Space Happy displays an incredible amount of positivity throughout. Featuring archival footage from UZ TV, as well as interviews, director Louis Crisitello explores the origins of the channel. While much of the film would feel at home with The Stairway to Stardom Mixtape or Life on the Farm. The oddball energy and work ethic is undeniable. It’s the passion that shines through and makes Katt’s efforts to promote his artists so endearing.

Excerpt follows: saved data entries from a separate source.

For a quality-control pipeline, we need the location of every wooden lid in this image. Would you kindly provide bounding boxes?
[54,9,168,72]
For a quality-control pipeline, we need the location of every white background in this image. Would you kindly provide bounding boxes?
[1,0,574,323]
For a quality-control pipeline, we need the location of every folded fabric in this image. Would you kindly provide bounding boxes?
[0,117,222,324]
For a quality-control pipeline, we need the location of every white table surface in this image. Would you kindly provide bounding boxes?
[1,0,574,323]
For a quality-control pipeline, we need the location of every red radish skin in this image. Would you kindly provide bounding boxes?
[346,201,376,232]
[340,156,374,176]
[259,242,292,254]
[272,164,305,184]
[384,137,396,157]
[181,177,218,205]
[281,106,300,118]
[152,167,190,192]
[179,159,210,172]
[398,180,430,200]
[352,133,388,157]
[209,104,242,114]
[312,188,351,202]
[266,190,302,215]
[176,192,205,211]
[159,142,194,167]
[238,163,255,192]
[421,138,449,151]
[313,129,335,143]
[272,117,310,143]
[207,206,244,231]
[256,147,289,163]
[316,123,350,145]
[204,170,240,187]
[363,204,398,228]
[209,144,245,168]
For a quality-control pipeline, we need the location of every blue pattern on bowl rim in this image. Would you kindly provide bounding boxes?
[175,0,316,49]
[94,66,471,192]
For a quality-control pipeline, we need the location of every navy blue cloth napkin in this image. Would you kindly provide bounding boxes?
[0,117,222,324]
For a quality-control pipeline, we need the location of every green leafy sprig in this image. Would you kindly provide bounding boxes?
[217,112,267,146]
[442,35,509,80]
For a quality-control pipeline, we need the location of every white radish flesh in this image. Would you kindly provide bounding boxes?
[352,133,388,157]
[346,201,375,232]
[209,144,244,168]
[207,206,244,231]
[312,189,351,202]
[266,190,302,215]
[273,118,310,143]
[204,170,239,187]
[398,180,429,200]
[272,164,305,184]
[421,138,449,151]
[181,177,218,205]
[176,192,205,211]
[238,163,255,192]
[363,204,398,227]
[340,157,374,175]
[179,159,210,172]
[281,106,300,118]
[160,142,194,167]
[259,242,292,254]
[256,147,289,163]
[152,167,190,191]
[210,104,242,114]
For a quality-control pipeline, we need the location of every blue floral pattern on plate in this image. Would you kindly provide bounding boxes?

The string of talking head interviews occasionally causes Space Happy to drag, yet each individual takes over for minutes at a time. Previous sensations, like Mark Gormley and consistent guest Tommy Robinetti praise Katt’s devotion to the project. The effort to keep the Gulf Coast music scene on the map makes for an excellent story. However, Crisitello could have found more material by looking at Katt’s life away from the studio and following his other passions. We certainly see his devotion here, but providing a more well-rounded view of some participants might have helped us understand the personal risk they take by contributing to the Uncharted Zone.
Clocking in under an hour, Space Happy: Phil Thomas Katt and the Uncharted Zone does not require too much commitment. The most important aspect is to keep an open mind. The people who populate Space Happy work hard to refine their craft. We need more artists unwilling to give up on their dreams. In that way, the documentary becomes a love letter to the dreamers and doers of the world.